"Harry Potter" isn't cute anymore.
And I don't mean just the zits and 5-o'clock shadow that are starting to make it tough for Daniel Radcliff to play our magical boyish hero, and that the geeky cast of lads that are starting to look more like rejects from London's underground punk band revival than pretty little elfin people.
Gone is most of the happy humor and warm moments of the first few flicks in the series based on J.R. Rowling's impossibly popular books. The new installment, "Harry Potter: Goblets of Fire" is more dark and brutal and bloody. In fact, it's become pretty nightmarish stuff, the climactic scenes stretching the PG-13 envelope, and parents may want to think twice about taking small children to this "children's movie."

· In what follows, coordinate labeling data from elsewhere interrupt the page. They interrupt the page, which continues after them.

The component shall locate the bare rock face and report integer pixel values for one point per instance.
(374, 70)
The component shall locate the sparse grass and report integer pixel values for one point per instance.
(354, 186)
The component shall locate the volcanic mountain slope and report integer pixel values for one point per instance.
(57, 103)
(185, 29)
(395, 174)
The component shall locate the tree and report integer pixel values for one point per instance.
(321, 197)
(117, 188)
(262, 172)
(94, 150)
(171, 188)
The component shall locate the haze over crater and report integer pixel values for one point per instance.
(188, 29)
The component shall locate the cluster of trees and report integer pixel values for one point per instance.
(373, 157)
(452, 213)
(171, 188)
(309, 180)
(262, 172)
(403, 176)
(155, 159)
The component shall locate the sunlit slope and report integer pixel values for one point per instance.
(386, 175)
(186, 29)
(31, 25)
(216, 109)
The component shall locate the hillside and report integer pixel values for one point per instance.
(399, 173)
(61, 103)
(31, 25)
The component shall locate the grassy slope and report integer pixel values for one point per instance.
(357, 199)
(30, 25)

In this installment, Harry is suffering from troubling dreams that foreshadow the return of evil Lord Voldemort, while he unwittingly becomes a competitor in the Tri Wizard tournament between three schools full of teenage wizards and witches.
Harry has to wrestle dragons, grow gills for underwater daring, defeat the devilish underworld, battle Death Eaters and an endless maze, and perhaps the scariest challenge of all for a 14-year old, ask a girl to the holiday dance.
It proves out that Harry is too busy for the babes, anyway.
For well over two-and-a-half long hours, he must fight his way through one impossible sorcery scrape after another.
There is murder and other harsh mayhem in The Goblet of Fire, but it is still a cut above the other movies today that have adopted the gratuitous death tolls of a video-game age. Harry Potter manages more plot and style than that, although a lot of the subtext of the massive book could not be included.
For action adventure fans, this is probably the Best of the Harry Potter series. The special effects are incredible.
But at the same time, it has lost most of the naive, magical childlike appeal that made young families wait with baited breath for the next adventure.
Still, on a Saturday night at the Vista III, a not-so-gracefully aging boy hero Harry Potter packed the big room to capacity, a feat that nothing else, even Oscar contenders, can do any more. A lot were adults without kids, too.
It goes to show how hungry families are for decent youth entertainment. The rest of the stuff out there is mostly cookie-cutter goth horror, mindless attempts at sophomoric humor, and an endless stream of computer-produced numbing kiddie animation. So it's too bad Harry Potter has to grown up - we could use more like him, or at least like the way he started out to be.
Thumbs halfway up - a great adventure and a good story, but too long and too violent for a youth movie.